The book is divided into two parts. The first is “Central Influences on the Formation of the European Union,” which is a mixture of history, politics, and economics. Part II of the book is titled “Deep Ideological Currents,” and is predominantly philosophical and political. The first part of the book is further divided into three sections: “Early European Integration,” “The Fabian Society and the Frankfurt School,” and “International Geopolitical Developments.” In “Early European Integration” we are introduced to the growth of pan-European thought in the middle of the Enlightenment, with references to a European union found in the writings of George Washington, Victor Hugo, Jean-Jacques Rousseau, and Immanuel Kant. These figures promoted unity and cosmopolitanism as a means to bringing peace to a continent long-steeped in almost perpetual war, and Kant’s ideas were particularly influential in the rise of “Peace Leagues” at the start of the nineteenth century. What we see even at these very early stages, however, was a mingling of intentions and differing interpretations of cosmopolitanism. The cosmopolitanism of Kant retained a national character, and was predominantly geared towards the achievement of peace. Europeans within the peace leagues, such as the Union for Democratic Control (UDC, 1914) more or less echoed the same sentiments, but they unwittingly provided cover for those possessing ulterior motives and radically different ideas about cosmopolitanism.

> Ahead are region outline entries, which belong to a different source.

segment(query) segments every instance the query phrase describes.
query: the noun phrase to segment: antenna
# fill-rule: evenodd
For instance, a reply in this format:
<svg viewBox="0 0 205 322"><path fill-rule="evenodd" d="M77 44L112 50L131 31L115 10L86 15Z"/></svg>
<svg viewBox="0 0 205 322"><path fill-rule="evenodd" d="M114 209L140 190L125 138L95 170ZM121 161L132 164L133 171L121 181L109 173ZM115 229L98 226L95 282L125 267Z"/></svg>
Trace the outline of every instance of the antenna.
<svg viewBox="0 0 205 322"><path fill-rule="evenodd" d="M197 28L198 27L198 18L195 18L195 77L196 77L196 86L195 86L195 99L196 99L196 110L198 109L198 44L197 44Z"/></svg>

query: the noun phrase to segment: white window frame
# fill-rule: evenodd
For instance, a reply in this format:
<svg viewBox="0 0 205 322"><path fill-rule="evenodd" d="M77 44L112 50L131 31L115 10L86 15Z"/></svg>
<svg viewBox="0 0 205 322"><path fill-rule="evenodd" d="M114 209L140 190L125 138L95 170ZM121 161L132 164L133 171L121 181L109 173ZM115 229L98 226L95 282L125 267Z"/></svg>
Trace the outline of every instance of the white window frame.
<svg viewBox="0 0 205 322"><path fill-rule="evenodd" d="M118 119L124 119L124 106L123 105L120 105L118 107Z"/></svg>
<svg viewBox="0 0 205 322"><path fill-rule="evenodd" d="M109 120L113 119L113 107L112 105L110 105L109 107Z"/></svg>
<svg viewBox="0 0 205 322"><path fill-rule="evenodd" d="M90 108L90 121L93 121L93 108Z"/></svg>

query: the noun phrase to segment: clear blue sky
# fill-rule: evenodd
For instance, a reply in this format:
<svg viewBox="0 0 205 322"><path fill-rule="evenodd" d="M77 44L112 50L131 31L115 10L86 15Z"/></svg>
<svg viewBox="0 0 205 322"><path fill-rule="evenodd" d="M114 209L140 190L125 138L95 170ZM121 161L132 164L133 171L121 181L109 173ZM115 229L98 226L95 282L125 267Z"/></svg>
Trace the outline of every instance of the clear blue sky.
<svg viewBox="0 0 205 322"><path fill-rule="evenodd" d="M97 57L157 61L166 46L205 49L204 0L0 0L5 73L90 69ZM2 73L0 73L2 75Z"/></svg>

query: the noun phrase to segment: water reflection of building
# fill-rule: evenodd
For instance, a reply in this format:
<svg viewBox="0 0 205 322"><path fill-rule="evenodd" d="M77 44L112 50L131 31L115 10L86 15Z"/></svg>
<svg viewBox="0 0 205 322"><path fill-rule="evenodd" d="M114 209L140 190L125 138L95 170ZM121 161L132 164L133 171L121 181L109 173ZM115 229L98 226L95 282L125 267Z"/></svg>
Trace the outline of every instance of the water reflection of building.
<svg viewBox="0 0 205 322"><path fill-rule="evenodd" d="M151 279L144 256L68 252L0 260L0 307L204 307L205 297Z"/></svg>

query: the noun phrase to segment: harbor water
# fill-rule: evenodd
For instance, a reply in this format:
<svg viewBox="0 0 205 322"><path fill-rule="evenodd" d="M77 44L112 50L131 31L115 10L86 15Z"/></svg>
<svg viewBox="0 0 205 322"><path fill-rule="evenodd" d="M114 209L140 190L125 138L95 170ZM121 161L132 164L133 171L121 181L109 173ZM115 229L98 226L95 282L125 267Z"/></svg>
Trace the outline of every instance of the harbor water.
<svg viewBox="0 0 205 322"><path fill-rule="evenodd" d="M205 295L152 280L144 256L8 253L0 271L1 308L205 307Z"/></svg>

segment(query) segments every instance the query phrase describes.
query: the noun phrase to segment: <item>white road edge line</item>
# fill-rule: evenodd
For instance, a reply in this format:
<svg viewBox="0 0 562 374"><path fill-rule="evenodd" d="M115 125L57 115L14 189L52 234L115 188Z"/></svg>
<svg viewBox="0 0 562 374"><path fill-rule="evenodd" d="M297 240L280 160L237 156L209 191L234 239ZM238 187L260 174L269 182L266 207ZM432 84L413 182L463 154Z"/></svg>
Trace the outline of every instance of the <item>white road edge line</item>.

Although not mentioned by Ellis, the British Jewish intellectual Israel Zangwill was a co-founder and key figure on the executive of the Union for Democratic Control, and from October 1914 it was Zangwill who provided the UDC with its headquarters. From this base, Zangwill pumped out European “unity” propaganda that attacked what Ellis calls “the nationalist canon,” not with the sole focus of achieving European peace but of promoting feminism and his own idea of “the melting pot” or widespread mixing of peoples and the end of national identity. As is common with such Jewish activists, however, Zangwill was reluctant to live out his own philosophy, marrying within his ethnic group (Jewish feminist Edith Ayrton) and spending most of his life promoting Jewish causes.